Vous pouvez tout à fait rédiger des CGV distinctes selon la catégorie d’acheteurs (grossistes, détaillants, consommateurs particuliers…) à laquelle il s’adresse. Les clients d’une catégorie ne pouvant exiger la communication que des seules CGV qui les concernent. Un fournisseur est donc en droit de ne pas divulguer à un acheteur (par exemple, un client particulier) les conditions qu’il propose aux acheteurs appartenant à une autre catégorie (par exemple, aux supermarchés).

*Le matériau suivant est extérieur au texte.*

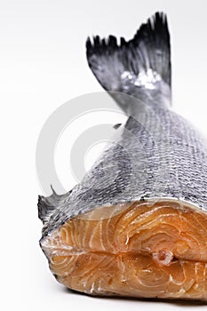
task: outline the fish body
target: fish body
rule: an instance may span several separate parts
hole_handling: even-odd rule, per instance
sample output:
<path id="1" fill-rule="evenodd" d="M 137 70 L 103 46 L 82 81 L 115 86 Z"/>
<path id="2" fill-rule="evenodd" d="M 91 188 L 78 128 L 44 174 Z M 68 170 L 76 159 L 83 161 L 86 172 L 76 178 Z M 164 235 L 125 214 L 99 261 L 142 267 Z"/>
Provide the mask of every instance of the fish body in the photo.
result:
<path id="1" fill-rule="evenodd" d="M 39 196 L 51 270 L 92 295 L 207 301 L 207 145 L 171 108 L 166 16 L 129 42 L 96 36 L 86 47 L 129 117 L 80 184 Z"/>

// L' ACCORD DU CLIENT SUR VOS CGV

Une entreprise ne peut se prévaloir de ses CGV à l’encontre d’un client que si ce dernier en a eu connaissance et les a explicitement acceptées. En cas de litige avec un client en la matière, vous devez donc être en mesure de prouver non seulement que vos CGV ont été portées à la connaissance du client, mais également qu’il en a accepté le contenu. Il convient donc de recueillir clairement l’accord du client sur les CGV avant qu’il ne passe commande. Du coup, mieux vaut éviter de les inscrire uniquement sur vos factures car, par définition, ces dernières sont établies après la commande alors que l’information du client sur les CGV doit intervenir avant.
En pratique, la meilleure solution consiste à faire figurer, de manière nette, apparente et lisible, vos CGV sur les devis (jointes en seconde page si envoyé par mail ou au dos si vous l’imprimez) et/ou sur les bons de commande et à faire signer par vos clients, sur ces documents, une clause selon laquelle ils reconnaissent en avoir pris connaissance et les avoir acceptées sans réserve.

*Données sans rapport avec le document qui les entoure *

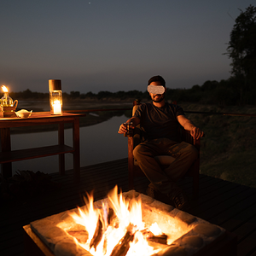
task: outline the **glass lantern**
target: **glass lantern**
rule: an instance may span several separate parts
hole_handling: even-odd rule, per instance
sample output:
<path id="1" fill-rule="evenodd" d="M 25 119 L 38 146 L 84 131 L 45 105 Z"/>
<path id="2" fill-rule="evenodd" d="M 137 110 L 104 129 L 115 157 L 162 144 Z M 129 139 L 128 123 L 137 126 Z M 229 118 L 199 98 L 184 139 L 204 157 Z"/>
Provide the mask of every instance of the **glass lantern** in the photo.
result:
<path id="1" fill-rule="evenodd" d="M 62 114 L 61 80 L 49 80 L 50 114 Z"/>

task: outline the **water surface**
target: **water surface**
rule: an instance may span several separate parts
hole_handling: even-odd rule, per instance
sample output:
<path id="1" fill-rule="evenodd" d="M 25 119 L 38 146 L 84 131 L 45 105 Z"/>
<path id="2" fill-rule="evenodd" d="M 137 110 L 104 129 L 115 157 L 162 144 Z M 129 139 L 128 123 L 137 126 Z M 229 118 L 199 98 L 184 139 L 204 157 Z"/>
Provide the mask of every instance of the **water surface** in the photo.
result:
<path id="1" fill-rule="evenodd" d="M 127 138 L 117 131 L 125 122 L 125 115 L 113 117 L 108 121 L 80 128 L 81 166 L 107 162 L 127 157 Z M 65 143 L 73 146 L 72 129 L 65 130 Z M 50 146 L 58 143 L 58 132 L 35 132 L 11 135 L 12 150 Z M 73 169 L 73 154 L 65 154 L 66 170 Z M 37 158 L 13 162 L 13 174 L 16 170 L 40 171 L 45 173 L 58 172 L 58 156 Z"/>

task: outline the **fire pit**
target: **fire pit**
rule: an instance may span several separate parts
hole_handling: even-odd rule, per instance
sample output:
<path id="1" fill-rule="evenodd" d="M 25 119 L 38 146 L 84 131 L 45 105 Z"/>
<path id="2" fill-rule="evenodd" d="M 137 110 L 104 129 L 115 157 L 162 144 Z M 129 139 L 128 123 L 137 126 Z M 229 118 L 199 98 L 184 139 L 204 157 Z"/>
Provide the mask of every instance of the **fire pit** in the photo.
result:
<path id="1" fill-rule="evenodd" d="M 117 191 L 96 202 L 88 195 L 84 207 L 34 221 L 31 232 L 55 256 L 235 255 L 236 240 L 223 228 L 135 190 Z"/>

// LES SANCTIONS ENCOURUES

En l’absence des CGV dans les cas obligatoires, de mention des pénalités de retard, ou si le taux ou les conditions d’exigibilité des pénalités de retard ne sont pas conformes aux prescriptions de la loi, une entreprise est passible d’une amende administrative pouvant aller jusqu’à 75 000 € (2 M€ s’il s’agit d’une société). Dans la pratique, plutôt que d’infliger une amende, l’administration (DGCCFR) peut enjoindre à l’entreprise de se mettre en conformité dans un délai raisonnable.

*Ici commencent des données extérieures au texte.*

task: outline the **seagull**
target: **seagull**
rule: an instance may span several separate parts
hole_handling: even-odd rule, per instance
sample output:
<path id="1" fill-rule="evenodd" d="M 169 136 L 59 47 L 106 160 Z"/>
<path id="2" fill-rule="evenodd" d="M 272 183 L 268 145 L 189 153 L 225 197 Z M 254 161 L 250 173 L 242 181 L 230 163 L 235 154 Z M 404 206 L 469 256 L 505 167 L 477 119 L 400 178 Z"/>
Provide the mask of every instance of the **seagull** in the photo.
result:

UN PETIT CONSEIL POUR DEBUTER VOS CGV...

Pour ne pas partir d’une page blanche et éviter ainsi le découragement immédiat, cherchez sur internet les CGV d’entreprises similaires à la vautre ou du même secteur d’activité. Vous n’aurez ensuite qu’à les adapter à la votre tout en vérifiant que les mentions obligatoires y figurent.

Sources :
Le travail est fait le plus consciencieusement possible mais je ne suis pas à l’abri d’une erreur. Alors vérifiez les informations et recoupez-les, ne vous fiez jamais à une seule source.